Dr: Hearts can’t beat off HAHAHAHA
Me: HAHAHAHAHA- [goes into cardiac arrest]
Kudos to Backstreet boys, they really did straight up make a song that lasted almost 5 minutes about the fact that they were back.
me tryna look cute after stress eating for the last 17 months
I have never in my life learned from another person’s mistakes, I would literally let a giant wooden horse into my house right this second.
I don’t scram as often as I used to now it’s usually only if I’m in danger, or if the security guards at the fancy party realize my tuxedo is actually just a t-shirt
Friend meeting my newborn: omg what’s his name
Me: I don’t know he won’t tell us
“Ducklings are baby ducks,” I say as I set the appetizer on the table. “Enjoy your dumplings, Ma’am.”
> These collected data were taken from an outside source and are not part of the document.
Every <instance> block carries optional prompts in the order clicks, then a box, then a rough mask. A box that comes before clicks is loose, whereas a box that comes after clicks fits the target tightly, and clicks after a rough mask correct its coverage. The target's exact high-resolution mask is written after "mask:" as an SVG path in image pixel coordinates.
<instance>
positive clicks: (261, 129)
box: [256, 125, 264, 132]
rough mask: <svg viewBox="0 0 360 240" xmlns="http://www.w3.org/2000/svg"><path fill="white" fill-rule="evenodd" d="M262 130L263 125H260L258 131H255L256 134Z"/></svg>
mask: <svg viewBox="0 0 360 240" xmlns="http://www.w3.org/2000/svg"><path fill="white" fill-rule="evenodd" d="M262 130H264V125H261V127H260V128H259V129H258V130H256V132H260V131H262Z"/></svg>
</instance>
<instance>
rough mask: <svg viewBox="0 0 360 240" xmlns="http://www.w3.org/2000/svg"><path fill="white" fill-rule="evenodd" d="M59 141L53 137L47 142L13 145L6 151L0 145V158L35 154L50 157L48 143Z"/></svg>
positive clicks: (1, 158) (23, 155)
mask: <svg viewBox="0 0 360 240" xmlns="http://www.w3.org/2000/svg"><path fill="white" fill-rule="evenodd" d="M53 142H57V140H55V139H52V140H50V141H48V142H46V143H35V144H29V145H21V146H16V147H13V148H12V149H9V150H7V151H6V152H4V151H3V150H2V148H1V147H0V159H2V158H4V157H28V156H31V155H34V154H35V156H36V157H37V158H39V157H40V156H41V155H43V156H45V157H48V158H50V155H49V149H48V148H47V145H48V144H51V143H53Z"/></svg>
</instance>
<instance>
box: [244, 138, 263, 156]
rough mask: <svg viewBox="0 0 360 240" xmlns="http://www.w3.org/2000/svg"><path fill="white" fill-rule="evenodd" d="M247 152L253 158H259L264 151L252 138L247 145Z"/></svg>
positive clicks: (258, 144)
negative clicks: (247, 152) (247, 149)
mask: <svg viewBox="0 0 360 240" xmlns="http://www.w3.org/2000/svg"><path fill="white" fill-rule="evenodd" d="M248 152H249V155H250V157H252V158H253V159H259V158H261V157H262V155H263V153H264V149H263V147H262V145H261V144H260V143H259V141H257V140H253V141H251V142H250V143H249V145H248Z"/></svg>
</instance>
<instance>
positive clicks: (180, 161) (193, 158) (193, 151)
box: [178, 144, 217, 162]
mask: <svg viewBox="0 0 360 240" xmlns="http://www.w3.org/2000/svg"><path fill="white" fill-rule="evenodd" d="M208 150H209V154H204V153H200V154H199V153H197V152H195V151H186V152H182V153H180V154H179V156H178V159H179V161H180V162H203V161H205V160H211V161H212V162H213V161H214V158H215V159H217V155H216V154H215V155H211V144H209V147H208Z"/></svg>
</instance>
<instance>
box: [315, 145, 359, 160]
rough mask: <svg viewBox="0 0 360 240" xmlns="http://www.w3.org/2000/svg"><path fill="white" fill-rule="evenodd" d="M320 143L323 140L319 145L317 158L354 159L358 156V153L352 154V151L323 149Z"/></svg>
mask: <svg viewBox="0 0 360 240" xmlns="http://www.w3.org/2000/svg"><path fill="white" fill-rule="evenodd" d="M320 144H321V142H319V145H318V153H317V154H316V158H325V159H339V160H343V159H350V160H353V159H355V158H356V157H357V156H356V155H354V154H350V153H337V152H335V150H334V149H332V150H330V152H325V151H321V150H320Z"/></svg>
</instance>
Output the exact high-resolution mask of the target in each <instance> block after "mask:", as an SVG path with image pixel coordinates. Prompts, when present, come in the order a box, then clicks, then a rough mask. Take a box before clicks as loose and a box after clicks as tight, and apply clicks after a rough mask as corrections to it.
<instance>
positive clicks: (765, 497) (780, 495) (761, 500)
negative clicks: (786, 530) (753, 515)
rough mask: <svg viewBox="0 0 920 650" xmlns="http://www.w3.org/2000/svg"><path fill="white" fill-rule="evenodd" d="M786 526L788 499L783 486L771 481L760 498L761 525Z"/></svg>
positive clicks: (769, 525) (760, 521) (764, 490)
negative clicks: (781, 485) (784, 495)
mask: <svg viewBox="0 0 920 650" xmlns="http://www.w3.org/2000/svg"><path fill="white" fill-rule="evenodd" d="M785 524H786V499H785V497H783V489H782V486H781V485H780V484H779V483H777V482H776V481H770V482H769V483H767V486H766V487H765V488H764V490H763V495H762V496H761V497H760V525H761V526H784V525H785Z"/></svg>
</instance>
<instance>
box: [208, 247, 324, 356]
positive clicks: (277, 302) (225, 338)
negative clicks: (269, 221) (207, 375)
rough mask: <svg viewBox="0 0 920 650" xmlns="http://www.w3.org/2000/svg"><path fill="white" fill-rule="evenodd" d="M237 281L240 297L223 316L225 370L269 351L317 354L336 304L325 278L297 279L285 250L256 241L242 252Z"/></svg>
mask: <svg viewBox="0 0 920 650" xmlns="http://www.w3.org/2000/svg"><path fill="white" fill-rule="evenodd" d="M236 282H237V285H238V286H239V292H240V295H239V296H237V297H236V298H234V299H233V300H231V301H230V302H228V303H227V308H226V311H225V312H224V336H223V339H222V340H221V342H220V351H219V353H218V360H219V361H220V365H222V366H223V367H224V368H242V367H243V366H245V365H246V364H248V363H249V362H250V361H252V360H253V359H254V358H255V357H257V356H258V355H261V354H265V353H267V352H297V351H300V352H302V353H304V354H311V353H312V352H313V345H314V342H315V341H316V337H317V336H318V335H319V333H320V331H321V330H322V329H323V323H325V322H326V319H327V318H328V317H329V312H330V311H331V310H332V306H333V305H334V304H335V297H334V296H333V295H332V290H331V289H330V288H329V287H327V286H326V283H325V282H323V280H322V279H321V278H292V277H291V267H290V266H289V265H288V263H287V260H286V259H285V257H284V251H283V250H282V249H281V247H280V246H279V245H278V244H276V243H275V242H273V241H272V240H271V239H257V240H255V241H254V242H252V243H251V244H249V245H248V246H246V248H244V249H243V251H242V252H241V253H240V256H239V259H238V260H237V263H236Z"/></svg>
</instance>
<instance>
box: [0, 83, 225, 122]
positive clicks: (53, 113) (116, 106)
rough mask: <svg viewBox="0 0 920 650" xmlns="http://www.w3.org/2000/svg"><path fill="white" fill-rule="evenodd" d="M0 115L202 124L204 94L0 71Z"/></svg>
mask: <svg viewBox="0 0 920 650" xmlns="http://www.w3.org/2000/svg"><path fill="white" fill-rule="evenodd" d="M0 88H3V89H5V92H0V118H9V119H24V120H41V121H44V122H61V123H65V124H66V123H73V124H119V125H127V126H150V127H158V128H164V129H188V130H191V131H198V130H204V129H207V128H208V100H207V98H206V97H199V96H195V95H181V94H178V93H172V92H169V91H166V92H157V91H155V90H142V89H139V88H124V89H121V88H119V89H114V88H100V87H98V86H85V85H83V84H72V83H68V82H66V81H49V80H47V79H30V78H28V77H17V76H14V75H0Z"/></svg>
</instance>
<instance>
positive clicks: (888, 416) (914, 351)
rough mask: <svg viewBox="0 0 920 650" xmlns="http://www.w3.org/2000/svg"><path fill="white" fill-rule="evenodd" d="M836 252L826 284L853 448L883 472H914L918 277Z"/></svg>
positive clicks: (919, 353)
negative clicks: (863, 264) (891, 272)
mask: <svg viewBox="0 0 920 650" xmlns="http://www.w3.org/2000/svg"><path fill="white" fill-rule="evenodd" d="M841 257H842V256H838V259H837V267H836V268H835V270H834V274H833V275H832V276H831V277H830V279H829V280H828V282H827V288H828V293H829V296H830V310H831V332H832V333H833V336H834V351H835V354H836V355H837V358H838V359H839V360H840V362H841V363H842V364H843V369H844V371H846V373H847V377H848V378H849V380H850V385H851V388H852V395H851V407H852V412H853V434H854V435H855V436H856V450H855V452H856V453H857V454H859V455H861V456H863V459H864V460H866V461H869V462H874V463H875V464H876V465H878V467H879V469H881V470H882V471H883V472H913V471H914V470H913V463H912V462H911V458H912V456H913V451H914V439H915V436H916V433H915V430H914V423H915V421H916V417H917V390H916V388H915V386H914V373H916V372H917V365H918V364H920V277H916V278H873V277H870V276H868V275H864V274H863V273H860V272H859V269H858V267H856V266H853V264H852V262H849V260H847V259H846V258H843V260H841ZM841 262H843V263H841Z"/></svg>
Hotel reviews are pure chaos. You’ll read, “Breathtaking lobby. Extraordinary suites. My stay filled me with a deep & lasting sense of peace.” Then the next one’s like, “This dump is FILTHY! Elevator was SLOW! Ice machine TIPPED over & I’m STILL pinned BENEATH IT!!!”
My husband went for a “quick nap” so after an hour I sent the kids upstairs with a recorder, harmonica and tambourine to play that song he likes
You say tomato soup. I say ketchup soup. Cause the three year old won’t eat tomato soup.
[before Toto]
Rain down in Africa: *sneezes*
Marvin stared at the painting of his great grandfather, who had survived two wars, worked three jobs to support his fourteen children, and eventually died saving a box full of kittens from a fire, and thought to himself, “You know, if I knocked that over, I could sleep on it.”
Good morning, especially if they tried to make go to rehab and you said no, no, no.
ME: babe i don’t think the acid we dropped is working
GIANT BLUE OX: are you sure
If I’m being honest, a Seven Nation Army probably could hold me back.
I went to bed last night and my brother came out of the closet and scared the shit out of me, I forgot we were playing hide and seek…
Therapist: You need to stop doing weird things, going out might help
Me: I went to the park today
Therapist: There you go! I hope you got something from that
Me *opens coat* this duck
The lady in the spice commercial was haphazardly pouring her vanilla extract. Do you know how much vanilla extract costs, lady?
I can’t think of a single email that have ever found me well.